One such species is the Kangaroo Island assassin spider (Zephyrarchaea austini), newly discovered in 2010, and described by myself and other museum scientists in 2012. Assassin spiders or ‘pelican spiders’ are remarkable for myriad reasons, not least their evolutionary antiquity (dating back to the Jurassic), their unusual pelican-like appearance, and their Gondwanan distribution as relicts from a time when southern Africa, Madagascar and mainland Australia were connected. Assassin spiders also live in complex understorey food webs, where they are important predators of other spiders. The Kangaroo Island species is known only from the Western River Wilderness Protection Area, in the north-west of the island. The spider itself is extremely small, extremely rare, extremely fussy in its choice of habitat, and it has an extremely limited ability to move around the landscape. These characteristics make it (and indeed all assassin spiders) inherently susceptible to fire, and during the 2019/2020 fire on Kangaroo Island, its entire known habitat was wiped out.

Concern was raised at the time for its continued survival, and that concern has not dissipated in the months since the fire. Preliminary surveys suggest the impacts on the Western River region were particularly severe, and no assassin spiders have been seen despite a number of preliminary searches. Its continued existence remains unlikely at best, with further detailed survey work required, both in the short and the long terms.

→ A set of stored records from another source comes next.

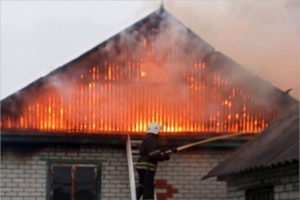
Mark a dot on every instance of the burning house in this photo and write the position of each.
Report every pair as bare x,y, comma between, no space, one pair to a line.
64,136
260,171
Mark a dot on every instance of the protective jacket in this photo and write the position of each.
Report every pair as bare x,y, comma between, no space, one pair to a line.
150,153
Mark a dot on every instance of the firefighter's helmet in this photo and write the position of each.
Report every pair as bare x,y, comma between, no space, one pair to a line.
154,128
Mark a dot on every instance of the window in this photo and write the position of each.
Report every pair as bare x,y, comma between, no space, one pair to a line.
262,193
73,181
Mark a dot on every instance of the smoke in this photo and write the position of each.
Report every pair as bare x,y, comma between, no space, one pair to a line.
263,36
154,71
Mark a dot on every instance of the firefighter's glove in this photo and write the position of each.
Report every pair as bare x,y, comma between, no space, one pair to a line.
174,150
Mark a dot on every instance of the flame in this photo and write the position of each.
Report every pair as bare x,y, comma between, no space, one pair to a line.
110,97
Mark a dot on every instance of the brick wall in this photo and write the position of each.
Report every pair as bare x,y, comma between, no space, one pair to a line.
24,172
285,180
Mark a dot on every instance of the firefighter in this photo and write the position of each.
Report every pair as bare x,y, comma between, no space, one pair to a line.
150,154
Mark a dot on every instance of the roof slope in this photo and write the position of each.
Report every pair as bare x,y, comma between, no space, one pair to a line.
77,97
278,144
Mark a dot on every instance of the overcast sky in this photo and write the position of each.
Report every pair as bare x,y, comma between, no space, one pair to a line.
39,36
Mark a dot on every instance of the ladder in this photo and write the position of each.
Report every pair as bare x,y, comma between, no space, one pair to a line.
132,155
132,149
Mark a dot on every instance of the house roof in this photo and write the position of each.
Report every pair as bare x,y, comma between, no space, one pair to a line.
276,145
264,93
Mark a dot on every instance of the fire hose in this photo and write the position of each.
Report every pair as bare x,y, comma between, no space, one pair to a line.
187,146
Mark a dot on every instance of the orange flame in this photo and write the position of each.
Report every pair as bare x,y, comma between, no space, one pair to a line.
110,98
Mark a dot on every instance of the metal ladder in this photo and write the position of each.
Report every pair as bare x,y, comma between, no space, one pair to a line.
132,156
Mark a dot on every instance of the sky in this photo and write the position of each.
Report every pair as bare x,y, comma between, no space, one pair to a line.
39,36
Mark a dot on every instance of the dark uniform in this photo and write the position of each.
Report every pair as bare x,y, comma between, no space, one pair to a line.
150,154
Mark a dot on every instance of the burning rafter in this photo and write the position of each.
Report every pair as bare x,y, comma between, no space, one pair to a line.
154,71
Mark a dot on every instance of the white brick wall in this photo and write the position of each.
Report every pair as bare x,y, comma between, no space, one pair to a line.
285,180
24,174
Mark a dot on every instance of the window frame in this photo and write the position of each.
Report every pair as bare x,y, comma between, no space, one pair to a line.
74,163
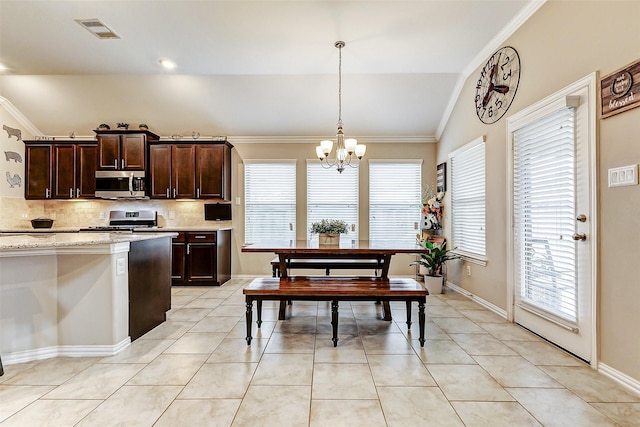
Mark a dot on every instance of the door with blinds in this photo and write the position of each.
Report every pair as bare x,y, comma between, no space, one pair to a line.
552,230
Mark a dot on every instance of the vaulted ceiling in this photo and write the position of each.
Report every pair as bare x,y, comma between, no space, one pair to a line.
249,68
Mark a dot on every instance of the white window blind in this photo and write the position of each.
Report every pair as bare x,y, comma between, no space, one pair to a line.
468,198
332,195
269,200
394,199
544,207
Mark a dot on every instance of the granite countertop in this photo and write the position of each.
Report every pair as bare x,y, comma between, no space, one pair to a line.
54,240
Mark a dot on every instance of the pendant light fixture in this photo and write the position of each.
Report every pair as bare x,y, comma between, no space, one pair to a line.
346,149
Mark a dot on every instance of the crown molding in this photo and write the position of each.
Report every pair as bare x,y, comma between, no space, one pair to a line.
317,139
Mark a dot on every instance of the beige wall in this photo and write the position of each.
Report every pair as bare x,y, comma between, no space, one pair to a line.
258,264
563,42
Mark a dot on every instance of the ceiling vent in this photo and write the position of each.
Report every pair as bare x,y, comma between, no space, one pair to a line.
97,28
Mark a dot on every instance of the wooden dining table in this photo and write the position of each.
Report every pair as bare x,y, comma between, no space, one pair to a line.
379,250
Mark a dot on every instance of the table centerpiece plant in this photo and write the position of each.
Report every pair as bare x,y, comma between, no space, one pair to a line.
433,260
329,231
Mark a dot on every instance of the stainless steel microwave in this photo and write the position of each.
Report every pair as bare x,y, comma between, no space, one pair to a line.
120,184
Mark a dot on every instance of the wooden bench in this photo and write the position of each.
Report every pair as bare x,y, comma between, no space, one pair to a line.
335,289
326,264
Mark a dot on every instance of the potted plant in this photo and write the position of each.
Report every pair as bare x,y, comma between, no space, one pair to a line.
329,231
433,260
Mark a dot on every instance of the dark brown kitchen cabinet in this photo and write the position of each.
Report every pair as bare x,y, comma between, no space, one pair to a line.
60,170
201,258
190,171
123,149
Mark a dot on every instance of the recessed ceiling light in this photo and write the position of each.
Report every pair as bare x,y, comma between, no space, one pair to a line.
97,28
168,64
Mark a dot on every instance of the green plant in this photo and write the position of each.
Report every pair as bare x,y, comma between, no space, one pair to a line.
435,257
329,226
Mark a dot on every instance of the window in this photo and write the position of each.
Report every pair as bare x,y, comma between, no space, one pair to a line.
332,195
468,199
394,199
269,200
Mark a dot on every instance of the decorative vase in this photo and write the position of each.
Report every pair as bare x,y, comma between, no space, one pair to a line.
433,284
325,239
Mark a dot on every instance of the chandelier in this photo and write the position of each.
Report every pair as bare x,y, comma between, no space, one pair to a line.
346,148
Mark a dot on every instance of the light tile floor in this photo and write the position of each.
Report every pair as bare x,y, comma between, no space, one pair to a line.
196,370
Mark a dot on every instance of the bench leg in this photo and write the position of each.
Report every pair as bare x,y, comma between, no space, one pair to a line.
334,321
386,308
249,315
421,318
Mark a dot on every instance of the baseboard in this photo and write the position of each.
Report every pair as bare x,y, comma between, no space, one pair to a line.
630,384
65,351
486,304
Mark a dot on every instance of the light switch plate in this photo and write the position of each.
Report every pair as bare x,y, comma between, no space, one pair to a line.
624,175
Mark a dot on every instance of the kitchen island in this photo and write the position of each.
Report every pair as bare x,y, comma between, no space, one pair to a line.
80,294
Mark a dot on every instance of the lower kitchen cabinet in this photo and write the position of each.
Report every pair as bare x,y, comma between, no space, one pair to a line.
201,258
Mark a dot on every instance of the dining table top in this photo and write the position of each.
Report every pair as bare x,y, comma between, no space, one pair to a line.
346,246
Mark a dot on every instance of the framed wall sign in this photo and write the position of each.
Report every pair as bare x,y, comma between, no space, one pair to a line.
441,177
619,90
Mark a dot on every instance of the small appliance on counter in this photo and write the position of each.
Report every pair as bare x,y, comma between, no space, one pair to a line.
127,221
41,223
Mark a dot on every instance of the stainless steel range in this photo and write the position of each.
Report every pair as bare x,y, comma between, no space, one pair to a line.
127,221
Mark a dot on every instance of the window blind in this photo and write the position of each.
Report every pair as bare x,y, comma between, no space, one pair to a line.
544,211
394,199
468,198
270,200
332,195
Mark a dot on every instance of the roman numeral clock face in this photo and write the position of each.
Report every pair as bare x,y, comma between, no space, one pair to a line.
497,85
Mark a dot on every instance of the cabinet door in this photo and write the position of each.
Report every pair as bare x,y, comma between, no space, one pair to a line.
38,171
108,152
211,172
178,264
133,157
201,263
86,162
160,171
64,171
183,163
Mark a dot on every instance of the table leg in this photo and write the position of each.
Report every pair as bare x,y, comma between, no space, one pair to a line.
249,315
386,309
421,319
334,321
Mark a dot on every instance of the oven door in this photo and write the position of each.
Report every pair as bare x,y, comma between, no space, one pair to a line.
119,184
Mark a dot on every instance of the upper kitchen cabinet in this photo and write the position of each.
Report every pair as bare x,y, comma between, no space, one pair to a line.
61,170
190,171
123,149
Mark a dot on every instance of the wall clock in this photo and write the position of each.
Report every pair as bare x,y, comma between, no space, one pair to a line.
497,85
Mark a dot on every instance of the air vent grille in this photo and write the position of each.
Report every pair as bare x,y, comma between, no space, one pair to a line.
97,28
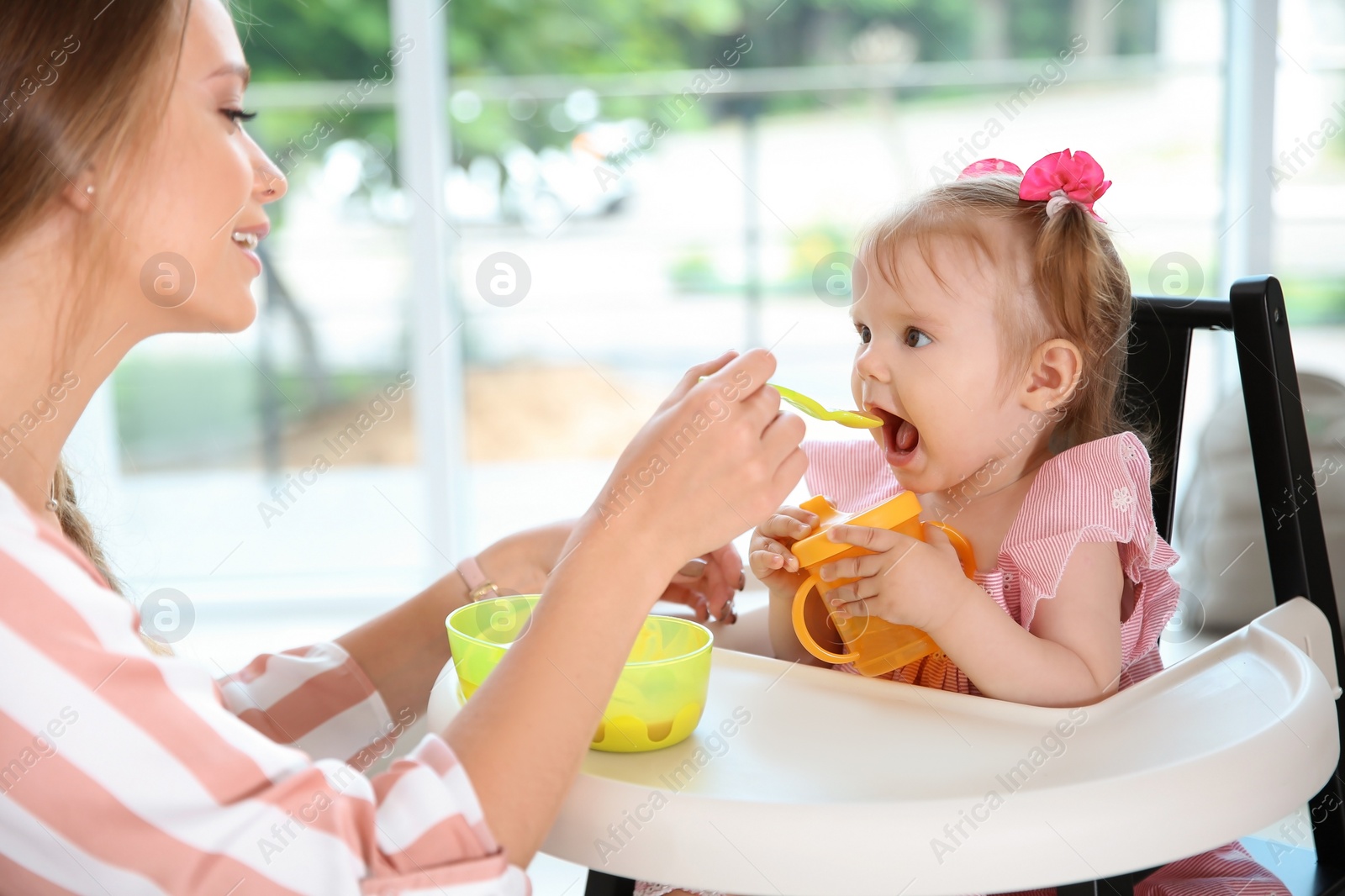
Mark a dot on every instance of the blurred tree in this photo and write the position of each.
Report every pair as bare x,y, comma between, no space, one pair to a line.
345,38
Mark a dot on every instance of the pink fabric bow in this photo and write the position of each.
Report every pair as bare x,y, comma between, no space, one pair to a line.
1062,178
1059,179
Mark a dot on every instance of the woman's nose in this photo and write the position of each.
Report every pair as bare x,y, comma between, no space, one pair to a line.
269,181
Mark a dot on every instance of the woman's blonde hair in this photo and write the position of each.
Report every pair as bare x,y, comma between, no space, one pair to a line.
82,82
1060,277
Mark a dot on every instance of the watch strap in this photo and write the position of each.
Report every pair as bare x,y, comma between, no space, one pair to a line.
477,586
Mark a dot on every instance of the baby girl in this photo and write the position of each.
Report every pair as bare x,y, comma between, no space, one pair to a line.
992,342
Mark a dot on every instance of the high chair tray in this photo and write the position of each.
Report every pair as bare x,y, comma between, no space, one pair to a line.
809,781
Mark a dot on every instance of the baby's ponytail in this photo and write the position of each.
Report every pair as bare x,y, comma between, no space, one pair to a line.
1080,289
1084,291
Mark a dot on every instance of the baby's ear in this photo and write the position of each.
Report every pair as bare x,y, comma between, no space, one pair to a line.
1053,376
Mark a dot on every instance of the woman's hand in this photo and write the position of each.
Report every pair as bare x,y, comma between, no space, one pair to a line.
715,461
522,562
905,580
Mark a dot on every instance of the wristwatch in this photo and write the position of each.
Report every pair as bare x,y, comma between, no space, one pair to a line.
477,586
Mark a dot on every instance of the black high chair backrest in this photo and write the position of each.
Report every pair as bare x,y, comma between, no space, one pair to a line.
1154,393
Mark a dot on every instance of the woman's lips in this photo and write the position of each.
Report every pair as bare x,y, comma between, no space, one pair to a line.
900,437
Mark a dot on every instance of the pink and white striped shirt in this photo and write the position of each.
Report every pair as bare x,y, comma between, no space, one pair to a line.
1095,492
128,772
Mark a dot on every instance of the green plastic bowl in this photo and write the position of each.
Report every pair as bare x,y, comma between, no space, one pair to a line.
658,698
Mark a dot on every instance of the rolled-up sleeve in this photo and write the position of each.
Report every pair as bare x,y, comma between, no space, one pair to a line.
134,772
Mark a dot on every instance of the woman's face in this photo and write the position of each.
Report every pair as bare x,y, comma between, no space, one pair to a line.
193,239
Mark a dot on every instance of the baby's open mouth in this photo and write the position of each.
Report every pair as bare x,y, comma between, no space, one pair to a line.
899,436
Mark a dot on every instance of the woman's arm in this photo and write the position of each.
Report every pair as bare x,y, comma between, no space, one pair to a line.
716,459
404,650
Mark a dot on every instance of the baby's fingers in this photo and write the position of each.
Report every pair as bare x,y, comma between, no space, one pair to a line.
789,525
773,557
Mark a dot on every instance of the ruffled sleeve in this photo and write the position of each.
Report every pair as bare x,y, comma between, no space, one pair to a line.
1095,492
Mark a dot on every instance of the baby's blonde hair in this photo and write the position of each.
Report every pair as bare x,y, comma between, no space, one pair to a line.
1060,275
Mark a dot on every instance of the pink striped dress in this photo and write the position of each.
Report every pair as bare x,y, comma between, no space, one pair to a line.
1095,492
128,772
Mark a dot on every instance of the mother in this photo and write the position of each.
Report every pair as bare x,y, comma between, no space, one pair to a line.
128,771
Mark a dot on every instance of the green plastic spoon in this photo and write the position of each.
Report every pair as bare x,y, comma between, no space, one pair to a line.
853,419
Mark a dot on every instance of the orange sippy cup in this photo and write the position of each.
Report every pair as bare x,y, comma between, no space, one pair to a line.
873,645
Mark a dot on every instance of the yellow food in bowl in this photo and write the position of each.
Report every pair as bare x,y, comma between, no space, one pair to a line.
658,698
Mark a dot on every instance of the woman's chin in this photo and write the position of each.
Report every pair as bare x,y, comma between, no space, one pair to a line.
219,314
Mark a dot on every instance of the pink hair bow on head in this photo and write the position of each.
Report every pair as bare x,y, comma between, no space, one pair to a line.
1056,179
1063,178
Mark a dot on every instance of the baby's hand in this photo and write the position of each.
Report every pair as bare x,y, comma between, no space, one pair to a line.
768,552
905,580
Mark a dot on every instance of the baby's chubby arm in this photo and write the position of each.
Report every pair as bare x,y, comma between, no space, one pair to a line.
778,568
1071,656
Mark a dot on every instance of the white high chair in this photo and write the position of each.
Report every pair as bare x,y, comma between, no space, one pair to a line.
838,784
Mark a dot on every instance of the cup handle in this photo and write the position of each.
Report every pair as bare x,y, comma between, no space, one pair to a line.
959,542
806,636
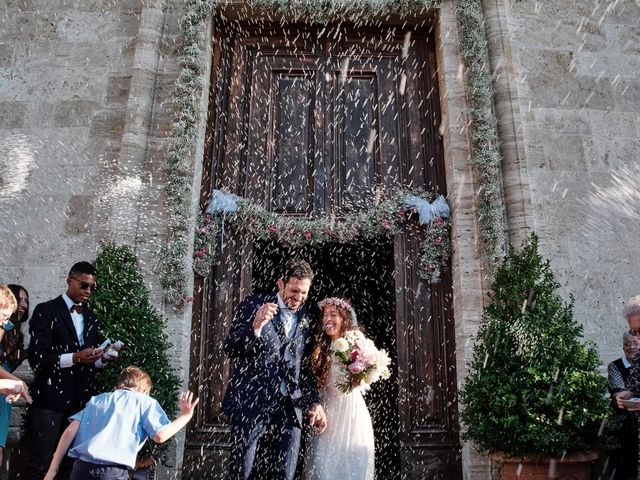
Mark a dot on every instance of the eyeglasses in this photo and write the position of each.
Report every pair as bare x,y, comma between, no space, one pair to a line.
85,285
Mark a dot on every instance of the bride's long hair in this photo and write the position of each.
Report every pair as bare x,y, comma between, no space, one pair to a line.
321,356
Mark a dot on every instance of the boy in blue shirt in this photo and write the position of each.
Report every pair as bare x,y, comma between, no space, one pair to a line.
113,426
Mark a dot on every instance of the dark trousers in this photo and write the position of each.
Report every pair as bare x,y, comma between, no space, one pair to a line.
46,429
94,471
267,449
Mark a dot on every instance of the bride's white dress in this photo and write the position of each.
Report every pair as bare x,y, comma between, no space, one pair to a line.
345,450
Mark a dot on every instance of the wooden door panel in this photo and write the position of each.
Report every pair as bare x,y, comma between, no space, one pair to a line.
312,121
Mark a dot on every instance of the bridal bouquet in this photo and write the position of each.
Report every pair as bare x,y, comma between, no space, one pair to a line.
359,362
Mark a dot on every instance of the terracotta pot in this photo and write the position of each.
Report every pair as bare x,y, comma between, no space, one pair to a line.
576,466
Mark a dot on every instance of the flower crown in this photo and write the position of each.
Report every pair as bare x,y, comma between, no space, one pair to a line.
337,302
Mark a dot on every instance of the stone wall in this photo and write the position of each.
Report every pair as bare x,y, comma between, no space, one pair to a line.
570,70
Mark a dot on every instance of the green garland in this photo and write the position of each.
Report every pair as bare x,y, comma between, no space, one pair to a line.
484,133
384,220
178,164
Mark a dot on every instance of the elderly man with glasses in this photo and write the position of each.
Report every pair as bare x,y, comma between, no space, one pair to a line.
64,355
632,314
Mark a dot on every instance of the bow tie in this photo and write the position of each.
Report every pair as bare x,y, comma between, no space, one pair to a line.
78,308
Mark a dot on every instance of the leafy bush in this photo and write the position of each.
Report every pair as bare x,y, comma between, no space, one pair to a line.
121,302
533,386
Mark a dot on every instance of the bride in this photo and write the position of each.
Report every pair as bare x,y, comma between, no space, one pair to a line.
345,449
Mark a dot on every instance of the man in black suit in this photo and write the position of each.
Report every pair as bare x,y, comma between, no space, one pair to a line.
272,388
64,355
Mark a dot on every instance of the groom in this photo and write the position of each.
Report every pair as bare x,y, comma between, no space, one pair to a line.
272,385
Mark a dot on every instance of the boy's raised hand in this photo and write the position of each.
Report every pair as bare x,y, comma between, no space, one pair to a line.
187,403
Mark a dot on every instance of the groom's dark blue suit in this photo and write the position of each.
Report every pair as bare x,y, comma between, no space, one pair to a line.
270,390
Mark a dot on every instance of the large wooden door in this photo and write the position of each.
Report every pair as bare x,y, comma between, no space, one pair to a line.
307,120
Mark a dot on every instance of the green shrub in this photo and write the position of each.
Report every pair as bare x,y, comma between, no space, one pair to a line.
121,302
533,386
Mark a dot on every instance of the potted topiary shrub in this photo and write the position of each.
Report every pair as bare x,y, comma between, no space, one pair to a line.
534,398
122,304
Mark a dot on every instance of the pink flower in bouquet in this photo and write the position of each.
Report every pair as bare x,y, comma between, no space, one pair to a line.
355,354
357,367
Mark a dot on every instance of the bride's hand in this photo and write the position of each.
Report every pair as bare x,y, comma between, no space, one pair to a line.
317,418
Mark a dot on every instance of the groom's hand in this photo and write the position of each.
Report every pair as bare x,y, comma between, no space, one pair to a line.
317,418
264,314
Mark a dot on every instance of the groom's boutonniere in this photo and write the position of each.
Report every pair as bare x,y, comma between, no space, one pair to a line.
304,323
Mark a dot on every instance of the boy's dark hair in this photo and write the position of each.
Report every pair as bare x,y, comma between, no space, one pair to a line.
82,268
297,269
135,379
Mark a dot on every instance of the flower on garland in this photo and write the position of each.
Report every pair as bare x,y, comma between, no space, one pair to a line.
435,250
384,220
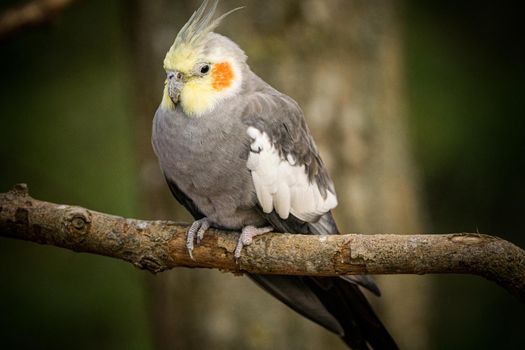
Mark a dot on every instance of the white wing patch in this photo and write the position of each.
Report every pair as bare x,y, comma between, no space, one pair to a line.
283,185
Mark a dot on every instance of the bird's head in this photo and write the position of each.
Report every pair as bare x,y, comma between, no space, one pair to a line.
202,68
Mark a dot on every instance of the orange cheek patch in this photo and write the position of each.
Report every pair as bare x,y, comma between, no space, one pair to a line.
222,75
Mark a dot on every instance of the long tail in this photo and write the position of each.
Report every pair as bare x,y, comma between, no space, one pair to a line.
335,303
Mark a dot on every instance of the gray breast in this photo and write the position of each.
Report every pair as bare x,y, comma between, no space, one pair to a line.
206,157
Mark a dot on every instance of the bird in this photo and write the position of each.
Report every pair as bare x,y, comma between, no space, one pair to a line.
238,155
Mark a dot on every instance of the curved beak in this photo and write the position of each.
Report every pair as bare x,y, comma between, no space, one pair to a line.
175,85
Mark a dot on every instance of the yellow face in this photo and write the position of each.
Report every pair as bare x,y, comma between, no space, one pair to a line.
206,80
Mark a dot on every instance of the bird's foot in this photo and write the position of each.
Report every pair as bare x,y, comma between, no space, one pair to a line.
246,238
197,229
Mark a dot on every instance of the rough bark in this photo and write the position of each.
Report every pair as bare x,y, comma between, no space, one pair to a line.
160,245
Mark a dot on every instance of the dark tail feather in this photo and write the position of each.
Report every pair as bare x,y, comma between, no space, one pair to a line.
334,303
362,328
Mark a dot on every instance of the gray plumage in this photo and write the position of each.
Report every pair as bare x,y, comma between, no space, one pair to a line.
205,161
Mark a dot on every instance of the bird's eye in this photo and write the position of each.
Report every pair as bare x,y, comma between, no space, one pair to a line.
205,68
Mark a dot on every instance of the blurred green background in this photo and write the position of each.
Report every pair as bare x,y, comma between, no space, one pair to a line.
67,129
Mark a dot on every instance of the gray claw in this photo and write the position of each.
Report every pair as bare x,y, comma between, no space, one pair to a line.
246,238
198,228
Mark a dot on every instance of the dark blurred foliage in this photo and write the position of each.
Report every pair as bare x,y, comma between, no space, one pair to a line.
67,130
465,81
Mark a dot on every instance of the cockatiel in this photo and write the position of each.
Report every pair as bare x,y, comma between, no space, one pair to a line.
238,155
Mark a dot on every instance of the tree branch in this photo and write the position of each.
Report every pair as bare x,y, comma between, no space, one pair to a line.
31,13
160,245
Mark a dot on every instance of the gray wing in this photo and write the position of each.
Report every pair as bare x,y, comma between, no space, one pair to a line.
288,175
287,171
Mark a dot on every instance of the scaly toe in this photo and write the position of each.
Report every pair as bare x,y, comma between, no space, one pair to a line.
198,228
246,238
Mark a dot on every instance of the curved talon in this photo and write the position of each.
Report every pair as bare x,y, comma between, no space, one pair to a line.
198,228
246,238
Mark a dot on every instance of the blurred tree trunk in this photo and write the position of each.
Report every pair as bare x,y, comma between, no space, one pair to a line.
342,61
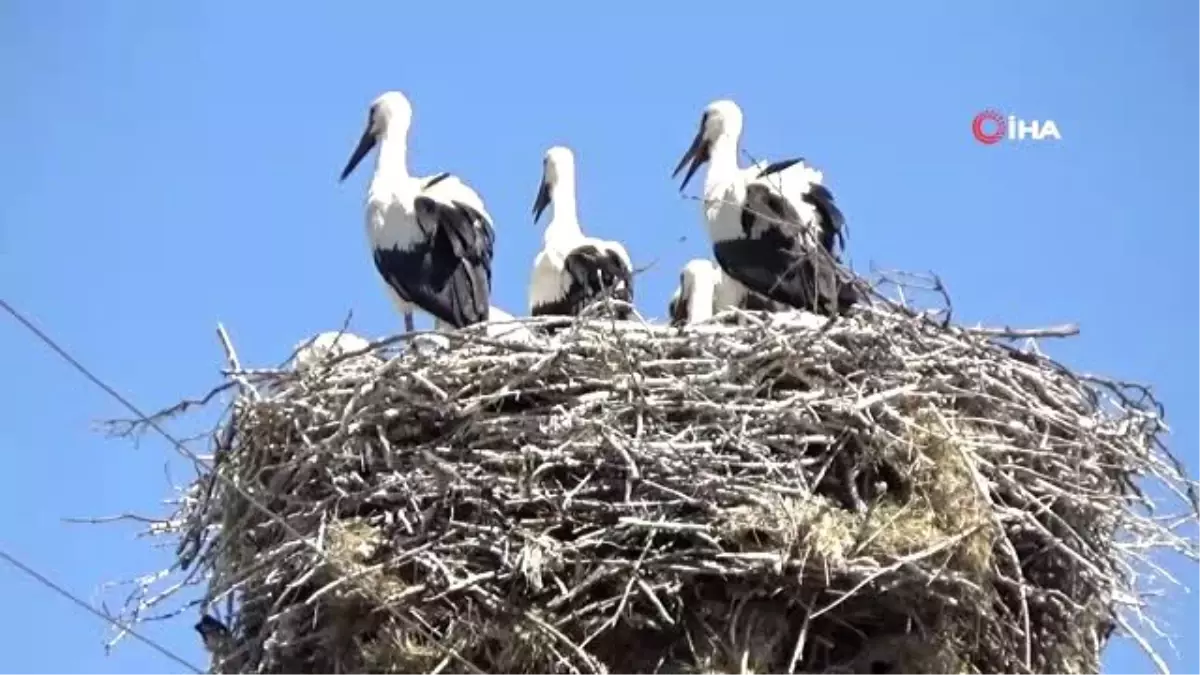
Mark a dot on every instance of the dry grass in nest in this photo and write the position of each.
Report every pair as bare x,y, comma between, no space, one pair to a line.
880,494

The case of the Kangaroo Island assassin spider is an important example of how threats to the natural world can impact biodiversity across the taxonomic spectrum, not just those species which are large, obvious or iconic. We are yet to scientifically document the majority of the Australian invertebrate fauna, and research museums like the Queensland Museum have a vital role to play in this respect.

Most importantly, we must all remember that small and seemingly insignificant spiders, insects and other invertebrates provide ecosystem services which are far more substantial than their size would suggest; they are, as one of the world’s most famous biologists Edward O. Wilson so famously stated, “the little things that run the world.”

We will continue to search for the Kangaroo Island assassin spider, and in the meantime, let us not forget the “little things” this International Endangered Species Day.

Female-Zephyrarchaea-austini,-lateral-view,-legs-removed

Preserved female specimen of the Kangaroo Island assassin spider (Zephyrarchaea austini), lateral view, with legs removed. This is the only known photograph of this extremely rare species. Image by M. Rix.

Zephyrarchaea_robinsi_W.A

Live male Zephyrarchaea robinsi, lateral view. This species, which is closely related to the Kangaroo Island assassin spider, is known only from the Stirling Range in Western Australia, where it too was impacted by devastating fires during the summer of 2019/20. Image by M. Harvey.